Animal Quackers
Kenneth Branagh is Back With a Brilliantly Silly Duck Extravaganza

The Observer, 23 October 2005
By Susannah Clapp

It's got shell suits as well as eggshells, and a man dressed up as a silver sperm who gets ejaculated from a cannon. There's an exit pursued by a duck, a joke about a hip replacement flask, and a troupe of Eastern Europeans doing gymnastics in plum-coloured wet suits.

'Ducktastic' is Sean Foley and Hamish McColl's compulsively silly follow-up to 'The Play What I Wrote'. That was inspired by Morecambe and Wise, and directed by Kenneth Branagh. This, also with Branagh directing, takes wing from Siegfried and Roy, Las Vegan illusionists.

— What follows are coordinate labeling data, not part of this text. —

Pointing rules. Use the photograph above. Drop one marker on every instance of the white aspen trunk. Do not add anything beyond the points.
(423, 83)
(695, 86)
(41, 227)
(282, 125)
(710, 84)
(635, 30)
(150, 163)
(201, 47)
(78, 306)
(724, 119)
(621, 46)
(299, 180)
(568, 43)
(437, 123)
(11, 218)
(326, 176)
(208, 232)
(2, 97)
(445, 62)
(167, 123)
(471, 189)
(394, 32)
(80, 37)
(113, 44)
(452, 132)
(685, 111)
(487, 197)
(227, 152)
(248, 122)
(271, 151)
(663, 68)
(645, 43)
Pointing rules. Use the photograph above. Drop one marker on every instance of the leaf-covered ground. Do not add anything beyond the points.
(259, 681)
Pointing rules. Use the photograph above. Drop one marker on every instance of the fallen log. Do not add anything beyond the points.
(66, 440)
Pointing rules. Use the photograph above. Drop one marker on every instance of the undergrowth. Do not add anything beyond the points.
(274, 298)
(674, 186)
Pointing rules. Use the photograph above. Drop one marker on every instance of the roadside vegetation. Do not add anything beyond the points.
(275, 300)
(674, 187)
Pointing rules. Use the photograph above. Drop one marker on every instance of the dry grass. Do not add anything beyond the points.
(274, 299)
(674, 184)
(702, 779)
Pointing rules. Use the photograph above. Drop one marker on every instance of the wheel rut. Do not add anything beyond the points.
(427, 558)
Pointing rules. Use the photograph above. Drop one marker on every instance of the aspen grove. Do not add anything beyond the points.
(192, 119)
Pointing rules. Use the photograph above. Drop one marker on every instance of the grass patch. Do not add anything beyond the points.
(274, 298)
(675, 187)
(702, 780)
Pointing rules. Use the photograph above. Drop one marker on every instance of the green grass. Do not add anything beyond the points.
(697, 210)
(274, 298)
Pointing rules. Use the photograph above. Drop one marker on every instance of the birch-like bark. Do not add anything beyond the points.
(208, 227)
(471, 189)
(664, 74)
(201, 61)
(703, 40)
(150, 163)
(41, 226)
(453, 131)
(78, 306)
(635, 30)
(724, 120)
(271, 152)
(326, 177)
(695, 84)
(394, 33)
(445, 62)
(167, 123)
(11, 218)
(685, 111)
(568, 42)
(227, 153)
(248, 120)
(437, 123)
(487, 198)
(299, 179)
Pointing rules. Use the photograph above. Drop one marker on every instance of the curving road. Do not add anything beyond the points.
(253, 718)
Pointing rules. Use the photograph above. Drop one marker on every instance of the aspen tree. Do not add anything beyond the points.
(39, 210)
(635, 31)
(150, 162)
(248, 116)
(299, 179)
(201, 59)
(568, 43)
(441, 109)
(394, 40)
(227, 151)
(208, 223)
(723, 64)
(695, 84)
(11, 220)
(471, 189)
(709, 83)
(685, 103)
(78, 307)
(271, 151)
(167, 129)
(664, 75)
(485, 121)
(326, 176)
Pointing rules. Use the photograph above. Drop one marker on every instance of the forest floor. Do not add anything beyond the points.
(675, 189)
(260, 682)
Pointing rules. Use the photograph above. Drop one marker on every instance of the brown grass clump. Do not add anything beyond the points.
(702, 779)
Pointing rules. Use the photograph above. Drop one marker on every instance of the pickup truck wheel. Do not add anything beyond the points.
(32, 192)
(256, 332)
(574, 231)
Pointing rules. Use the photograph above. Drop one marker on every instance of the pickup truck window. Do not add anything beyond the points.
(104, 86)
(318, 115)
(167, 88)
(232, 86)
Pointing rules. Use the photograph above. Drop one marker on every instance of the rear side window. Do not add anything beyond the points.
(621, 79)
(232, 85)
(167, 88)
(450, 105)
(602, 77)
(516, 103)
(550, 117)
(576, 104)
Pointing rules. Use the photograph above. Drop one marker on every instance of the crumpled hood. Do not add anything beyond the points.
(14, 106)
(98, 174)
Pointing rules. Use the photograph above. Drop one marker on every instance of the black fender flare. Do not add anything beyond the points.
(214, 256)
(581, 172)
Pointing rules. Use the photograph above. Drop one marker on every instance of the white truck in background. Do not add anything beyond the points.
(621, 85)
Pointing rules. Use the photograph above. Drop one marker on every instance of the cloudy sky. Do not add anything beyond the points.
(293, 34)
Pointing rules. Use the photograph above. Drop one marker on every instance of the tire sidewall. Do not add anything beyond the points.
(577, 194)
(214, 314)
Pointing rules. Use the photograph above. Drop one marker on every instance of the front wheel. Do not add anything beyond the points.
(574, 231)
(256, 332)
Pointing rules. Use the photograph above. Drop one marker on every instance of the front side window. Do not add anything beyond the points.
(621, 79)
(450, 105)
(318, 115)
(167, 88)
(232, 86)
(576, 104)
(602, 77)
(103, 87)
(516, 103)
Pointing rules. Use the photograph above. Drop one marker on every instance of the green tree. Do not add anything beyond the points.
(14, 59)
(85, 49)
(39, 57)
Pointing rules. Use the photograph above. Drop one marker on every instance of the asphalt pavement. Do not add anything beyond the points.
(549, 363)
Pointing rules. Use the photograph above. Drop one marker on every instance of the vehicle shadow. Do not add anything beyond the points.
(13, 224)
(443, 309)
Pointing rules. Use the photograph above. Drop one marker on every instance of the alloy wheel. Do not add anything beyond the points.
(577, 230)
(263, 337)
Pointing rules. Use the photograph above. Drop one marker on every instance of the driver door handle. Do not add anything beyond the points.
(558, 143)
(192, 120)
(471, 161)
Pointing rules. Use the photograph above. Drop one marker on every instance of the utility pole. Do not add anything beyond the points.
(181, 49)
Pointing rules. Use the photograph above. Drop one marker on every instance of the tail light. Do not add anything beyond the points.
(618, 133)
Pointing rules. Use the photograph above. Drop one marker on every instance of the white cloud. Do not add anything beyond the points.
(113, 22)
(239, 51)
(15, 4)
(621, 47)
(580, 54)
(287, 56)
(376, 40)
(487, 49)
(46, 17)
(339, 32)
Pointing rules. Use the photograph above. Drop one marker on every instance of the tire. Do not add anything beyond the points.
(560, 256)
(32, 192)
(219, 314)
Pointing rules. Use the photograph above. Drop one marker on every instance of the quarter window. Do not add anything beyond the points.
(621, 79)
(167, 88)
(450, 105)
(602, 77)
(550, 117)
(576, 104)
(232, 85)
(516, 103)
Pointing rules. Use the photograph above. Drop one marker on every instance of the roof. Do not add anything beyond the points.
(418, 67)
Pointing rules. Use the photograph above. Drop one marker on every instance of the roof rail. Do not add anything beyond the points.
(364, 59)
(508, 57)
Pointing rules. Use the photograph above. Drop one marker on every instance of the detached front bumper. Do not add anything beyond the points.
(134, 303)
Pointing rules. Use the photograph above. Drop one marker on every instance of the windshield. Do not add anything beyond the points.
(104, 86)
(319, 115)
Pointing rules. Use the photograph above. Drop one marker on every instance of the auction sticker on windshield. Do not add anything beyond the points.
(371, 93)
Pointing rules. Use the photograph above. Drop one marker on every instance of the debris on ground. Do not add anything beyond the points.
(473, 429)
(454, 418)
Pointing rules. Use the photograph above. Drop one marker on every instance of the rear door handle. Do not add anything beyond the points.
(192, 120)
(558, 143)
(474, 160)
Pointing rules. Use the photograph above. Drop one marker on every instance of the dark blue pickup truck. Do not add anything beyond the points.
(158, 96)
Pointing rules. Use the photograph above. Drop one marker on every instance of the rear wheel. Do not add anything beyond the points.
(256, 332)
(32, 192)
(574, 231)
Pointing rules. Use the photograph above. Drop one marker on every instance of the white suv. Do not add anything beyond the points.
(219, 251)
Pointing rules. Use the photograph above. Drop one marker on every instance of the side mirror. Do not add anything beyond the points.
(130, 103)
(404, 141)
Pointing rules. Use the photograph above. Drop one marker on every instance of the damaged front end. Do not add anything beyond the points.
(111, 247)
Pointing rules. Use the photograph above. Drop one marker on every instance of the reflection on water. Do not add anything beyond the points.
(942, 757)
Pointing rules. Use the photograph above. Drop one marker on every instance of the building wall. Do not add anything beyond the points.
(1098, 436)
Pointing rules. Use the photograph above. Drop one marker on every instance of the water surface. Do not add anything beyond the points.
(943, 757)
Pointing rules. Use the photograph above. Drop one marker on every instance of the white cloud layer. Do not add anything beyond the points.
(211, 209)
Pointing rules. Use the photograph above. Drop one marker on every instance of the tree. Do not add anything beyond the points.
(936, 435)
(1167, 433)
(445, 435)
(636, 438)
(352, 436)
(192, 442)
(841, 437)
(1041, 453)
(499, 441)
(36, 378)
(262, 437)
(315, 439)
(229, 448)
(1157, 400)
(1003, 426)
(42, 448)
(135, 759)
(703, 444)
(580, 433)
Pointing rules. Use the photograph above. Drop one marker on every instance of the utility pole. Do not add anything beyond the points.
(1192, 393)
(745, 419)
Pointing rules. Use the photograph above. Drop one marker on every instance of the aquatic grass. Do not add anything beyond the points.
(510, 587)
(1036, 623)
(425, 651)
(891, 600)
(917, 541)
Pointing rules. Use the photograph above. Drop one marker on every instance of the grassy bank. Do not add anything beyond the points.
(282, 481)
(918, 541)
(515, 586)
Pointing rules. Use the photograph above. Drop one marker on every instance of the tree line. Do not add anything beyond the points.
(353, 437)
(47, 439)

McColl - swivel-eyed, madly grinning and slightly less demure than Gary Glitter - is an illusionist called Christopher Ursula Sassoon ('See you, Sassoon') who hopes to win back his wife by sleight of hand. Foley is his goofy stooge, who appears in the stalls carrying a pot of huge leaves ('We don't want any plants in the audience') and gets up on stage to - among other things - pop out of the Garden of Eden once as God and once as Adam, and do eel-like slither dances around the stage.

Siegfried and Roy worked with tigers; Foley and McColl have substituted ducks, although the understudy of the avian star Daphne (unavailable at the premiere on account of her abducktion) has the tigerish name of Sabre. It's hopeless as a spoof: why bother? But it's canny at getting an audience caught in the crossfire of jokes and tricks. It's the perfect non-creepy seasonal alternative to a panto.

On the one hand, there's the magic. Some of it is transparent: you're meant to work out how the fridge that looked fully stocked now has a woman inside it. Some of it is mildly revealing: it may be worth knowing how to fake a knife-throwing ('Wait for the sound effect' gives you a clue to the way you see what you hear). Some of it is unfathomable. It's impossible to see how the bubbly usherette gets chopped in half and ends up waving at her verruca. On the other hand, there is the barrage of gags: ingenious, dodgy and ingeniously dodgy. Half the time you don't know whether to gasp or giggle. You end up not exactly transported, but winded and feeble. Unless, of course, you're stuck in a large Egyptian river: that's to say, in denial.